Otuz yıldır iktidara gelenlerin, “karakolda doğru söyler, mahkemede şaşar” misali, muhalefet olarak başka, iktidara gelince başka konuşmaları ve icraatlerde bulunmalarının mantığını izah etmenin başka bir yolunu bulamıyorum.
Yaşadığımız değerler erozyonu, siyasetle de sınırlı olmadığı ortada..
İhtiras ve zaaflarıyla, hizmetlerinden daha çok başımıza açtığı gailelerle anılacak bir siyasinin meşhur ifadesiyle “dün dündür, bugün bugündür” ü, belki sözleriyle değil ama eylemleriyle söyleyen ne çok insanımız var artık..
Keşke bu söz, kaypaklığın değil, Mevlana misali, tekamülün tecessüsüyle
“yeni şeyler söylemek” gerekliliğinin ifadesi olsa…
“Dünle beraber geçip giden” dünlerin içerisinde, sadece kurumlara odaklananların söyleyecekleri şeyler kendi kurumlarının kubbesinden öte hoş sada bırakmıyor artık.
Söylene söylene yalama olmuş ezberlerimizle gidebileceğimiz mesafe, bu kadar işte..
Yalama olan, sözler değil sahipleri veya muhatapları da olsa netice değişmiyor.

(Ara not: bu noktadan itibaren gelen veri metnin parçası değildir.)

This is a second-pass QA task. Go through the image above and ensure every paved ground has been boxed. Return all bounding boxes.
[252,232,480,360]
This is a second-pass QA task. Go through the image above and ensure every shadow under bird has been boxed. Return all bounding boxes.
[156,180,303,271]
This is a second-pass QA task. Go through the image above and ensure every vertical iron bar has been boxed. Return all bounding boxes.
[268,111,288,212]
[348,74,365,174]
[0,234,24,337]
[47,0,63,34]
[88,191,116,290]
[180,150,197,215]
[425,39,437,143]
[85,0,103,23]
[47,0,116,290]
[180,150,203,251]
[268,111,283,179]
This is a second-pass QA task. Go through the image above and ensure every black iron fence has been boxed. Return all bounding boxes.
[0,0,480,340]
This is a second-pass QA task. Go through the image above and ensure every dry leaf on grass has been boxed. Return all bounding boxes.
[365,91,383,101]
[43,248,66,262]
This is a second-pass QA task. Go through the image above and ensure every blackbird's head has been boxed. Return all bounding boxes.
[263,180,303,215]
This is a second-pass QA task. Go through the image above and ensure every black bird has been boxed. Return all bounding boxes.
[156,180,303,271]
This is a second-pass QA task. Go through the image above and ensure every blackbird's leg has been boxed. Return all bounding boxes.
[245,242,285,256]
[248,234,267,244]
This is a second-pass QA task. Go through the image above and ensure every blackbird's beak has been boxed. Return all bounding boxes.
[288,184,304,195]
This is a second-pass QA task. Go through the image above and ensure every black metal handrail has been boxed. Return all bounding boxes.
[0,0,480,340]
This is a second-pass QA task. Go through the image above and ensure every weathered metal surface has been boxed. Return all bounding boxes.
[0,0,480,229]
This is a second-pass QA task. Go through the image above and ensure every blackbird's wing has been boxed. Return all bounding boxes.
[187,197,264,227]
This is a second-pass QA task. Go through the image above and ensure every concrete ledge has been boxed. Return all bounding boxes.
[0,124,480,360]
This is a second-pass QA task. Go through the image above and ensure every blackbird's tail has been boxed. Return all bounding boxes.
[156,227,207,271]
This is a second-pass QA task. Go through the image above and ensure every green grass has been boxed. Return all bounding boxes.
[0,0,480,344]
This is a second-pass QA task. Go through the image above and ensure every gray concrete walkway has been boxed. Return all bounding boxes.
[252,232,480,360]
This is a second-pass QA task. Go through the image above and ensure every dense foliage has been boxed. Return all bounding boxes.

Araç olduğu unutularak amaç haline gelen vasıtalar, vasatlığın derinindeler.. Böylesi bir vasatta yapılması gereken “muhafazakarlık” değil, aksiyonerliktir.
Statikleşmiş bir devletin cevval bir uç bey’ine ve “soy’una verdiği basit gibi görünen bir görevin, bir kıvılcımın Osman adıyla şimşek gibi çakması, Yunus ve Yavuz terkibiyle rahmet yağmurları misali yağışı, Yüce Allah’ın Anadolu’ya ve daha ötelere şefkat tecellisidir adeta…
Ey yağmur damlalarıyla baharda toprağı dirilten Rabbim!
Rahmet yağmurlarından bizleri mahrum bırakma..
Saygılarımla…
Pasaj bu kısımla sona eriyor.